An example of such a trial is ROSSINI II (led by Mr Thomas Pinkney, Birmingham), which will simultaneously investigate three in-theatre interventions and patients will be randomly allocated to receive all, none or some of these in any combination. In total, the trial is looking at eight different ways of preventing wound infection at the same time.

“These are the types of questions we can ask within complex trials,” Professor Morton added.

In his lecture, he will also highlight that surgical trials need to move away from being carried out in a very selective group of patients, so trials become embedded in day-to-day practice.
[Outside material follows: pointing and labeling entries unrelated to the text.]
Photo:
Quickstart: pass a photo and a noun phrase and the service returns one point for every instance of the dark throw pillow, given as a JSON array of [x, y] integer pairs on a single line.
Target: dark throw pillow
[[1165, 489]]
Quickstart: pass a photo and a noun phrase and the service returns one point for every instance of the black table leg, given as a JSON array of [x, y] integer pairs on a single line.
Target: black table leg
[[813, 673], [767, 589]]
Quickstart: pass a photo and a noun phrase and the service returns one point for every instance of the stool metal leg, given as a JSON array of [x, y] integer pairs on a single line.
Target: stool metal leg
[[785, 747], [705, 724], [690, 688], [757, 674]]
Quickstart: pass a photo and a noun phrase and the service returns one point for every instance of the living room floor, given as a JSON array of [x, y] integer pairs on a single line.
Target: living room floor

This means that all patient data should be made available so that the trial data can be compared to the background data.

“This so-called ‘big data’ is about taking advantage of the huge amount of patient data and using it within trials. This will blur the boundaries between routine clinical practice and research-based clinical activity. This integration will benefit patients more quickly,” he explained. “Randomised controlled trials will continue to play an essential role in the development of evidenced-based surgery, but they will become embedded into routine clinical practice and be comparable to the registry data from those procedures.”